3. Make sure you get your mail: The post office won’t deliver your mail if the mailbox doesn’t have a name, and it’ll be difficult to sign for packages if UPS can’t get to your front door. If you’re in a multi-unit building, make sure to put your name on your mailbox and verify that the buzzer or call box is working.

4. Meet your neighbors: It’s not just about being cordial. It’s good to exchange contact info with your neighbors in case there’s a problem in the building or someone is being noisy.

5. Prepare for emergencies: Store the contact info for insurance agents and services like plumbers and locksmiths in your phone. You don’t want to waste time searching the internet when you’re locked out on a winter night or your home suffers fire damage.


Start here if you need to tackle summer maintenance

Winter is hard on your home. The weight of snow puts stress on your roof, and the cold expands and contracts the materials your home is made of. Now that winter weather is behind us, here’s where you should start with post-winter home maintenance.

Roof and shingles: It’s pretty common for shingles to get damaged or detach completely after a long cold winter. Thoroughly inspect your roof to ensure that shingles are in good condition and the roof is structurally sound. It may not be time to replace your roof yet, but consider how many more years it has left and start preparing a budget.

Check your gutters: The weight of heavy melting snow and debris is more than enough to make your gutters sag or loosen. Clear out all the leaves and other debris that’s collected in the gutters, and make sure they’re still securely attached at all points.

Check concrete surfaces: Fluctuating temperatures cause concrete to expand and contract. This can lead to damaged driveways, walkways, and other surfaces, and that can spell bad news for water drainage. Fill the cracks with an appropriate material, and seal your surfaces if possible.

HVAC service: Before you put your central air conditioner through a rigorous summer, clean the coils and change the filter. Better yet, bring in a professional for yearly maintenance.


New home? Here’s How to Save

When you’ve just purchased a new home, there’s a ton on your mind. There’s moving, decorating, getting to know your new neighborhood, and more. Here are a few things that should be at the top of your to-do list, because they’ll save you a lot of money.

Check on your water heater
Set your water heater for 120 degrees Fahrenheit. This is plenty hot enough for bathing, washing dishes, and any other household use of hot water, so heating water above 120 degrees is a waste of energy and money. And if your water heater is an older model, it’s worthwhile to invest in a water heater blanket to keep it insulated.

Replace air filters
Sellers often put in a lot of cosmetic work to get the home move-in ready, but they often skip or forget about air filters in the HVAC system. Filters can be found at your local hardware store (just make sure to get the right size) and are easy to replace. Doing so will improve air flow and quality, and save on energy costs.

Get a smart thermostat
A smart thermostat, such as Nest, will cost you some money up front but is well worth the long-term savings. It’s programmable so that your AC and furnace run at lower levels when you’re not home, so you’re not wasting money to cool or heat an empty house.

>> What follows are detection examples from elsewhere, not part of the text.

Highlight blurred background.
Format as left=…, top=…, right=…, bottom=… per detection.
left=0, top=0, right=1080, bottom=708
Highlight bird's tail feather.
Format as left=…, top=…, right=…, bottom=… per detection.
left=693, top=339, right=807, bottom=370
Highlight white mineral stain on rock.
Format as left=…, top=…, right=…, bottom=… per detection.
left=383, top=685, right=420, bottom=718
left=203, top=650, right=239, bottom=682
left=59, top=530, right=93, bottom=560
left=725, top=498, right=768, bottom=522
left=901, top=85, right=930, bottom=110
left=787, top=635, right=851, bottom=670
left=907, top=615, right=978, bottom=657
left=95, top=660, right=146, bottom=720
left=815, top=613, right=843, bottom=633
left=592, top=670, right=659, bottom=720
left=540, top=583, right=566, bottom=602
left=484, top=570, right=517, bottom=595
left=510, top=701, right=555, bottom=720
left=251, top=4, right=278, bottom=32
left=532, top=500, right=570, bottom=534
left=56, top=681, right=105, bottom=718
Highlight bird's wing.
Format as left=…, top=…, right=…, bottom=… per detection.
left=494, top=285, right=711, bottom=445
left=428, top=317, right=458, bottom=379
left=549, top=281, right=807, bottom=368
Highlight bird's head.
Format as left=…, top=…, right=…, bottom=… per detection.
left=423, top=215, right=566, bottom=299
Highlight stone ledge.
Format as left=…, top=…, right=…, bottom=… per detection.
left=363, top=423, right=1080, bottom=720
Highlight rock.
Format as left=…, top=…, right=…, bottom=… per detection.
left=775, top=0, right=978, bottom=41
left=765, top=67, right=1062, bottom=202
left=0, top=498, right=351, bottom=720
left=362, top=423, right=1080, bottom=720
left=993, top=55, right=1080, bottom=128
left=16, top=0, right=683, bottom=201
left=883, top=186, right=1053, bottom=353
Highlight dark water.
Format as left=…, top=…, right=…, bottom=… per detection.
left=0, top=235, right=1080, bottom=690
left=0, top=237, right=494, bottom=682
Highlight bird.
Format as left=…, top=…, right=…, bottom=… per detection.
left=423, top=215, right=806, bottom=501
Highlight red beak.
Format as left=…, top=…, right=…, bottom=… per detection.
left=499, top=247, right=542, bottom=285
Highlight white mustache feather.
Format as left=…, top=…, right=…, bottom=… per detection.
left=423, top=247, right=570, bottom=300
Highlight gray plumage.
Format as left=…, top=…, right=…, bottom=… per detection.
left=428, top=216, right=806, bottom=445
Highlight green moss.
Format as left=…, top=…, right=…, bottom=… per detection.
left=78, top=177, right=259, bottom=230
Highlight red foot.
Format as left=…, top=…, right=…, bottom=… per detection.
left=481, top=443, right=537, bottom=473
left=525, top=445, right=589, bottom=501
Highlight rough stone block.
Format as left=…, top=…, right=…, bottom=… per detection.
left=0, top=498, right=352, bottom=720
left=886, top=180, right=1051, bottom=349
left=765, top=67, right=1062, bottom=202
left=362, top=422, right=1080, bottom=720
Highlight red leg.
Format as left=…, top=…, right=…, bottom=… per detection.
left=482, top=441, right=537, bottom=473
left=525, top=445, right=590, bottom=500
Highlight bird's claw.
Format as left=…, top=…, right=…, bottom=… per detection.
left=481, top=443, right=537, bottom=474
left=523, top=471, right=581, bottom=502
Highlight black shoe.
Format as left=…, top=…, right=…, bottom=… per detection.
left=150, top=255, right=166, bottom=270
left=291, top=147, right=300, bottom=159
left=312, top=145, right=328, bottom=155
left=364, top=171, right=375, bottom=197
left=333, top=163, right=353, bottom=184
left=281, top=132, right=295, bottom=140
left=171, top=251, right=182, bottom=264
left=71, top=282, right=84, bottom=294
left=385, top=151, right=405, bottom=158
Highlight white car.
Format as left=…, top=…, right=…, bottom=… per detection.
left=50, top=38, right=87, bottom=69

Set up a space to air-dry clothes
Whether it’s a rack in your laundry room or a clothesline in the back yard, air-drying clothes is a big money saver over even the most energy-efficient dryers. Air-drying your garments will also help them last much longer.

Check for leaks and running toilets
A leaky faucet or a constantly-running toilet will use up water unnecessarily, and that’ll show up on your utility bill. And in the worst case, they’ll cause expensive water damage and mold.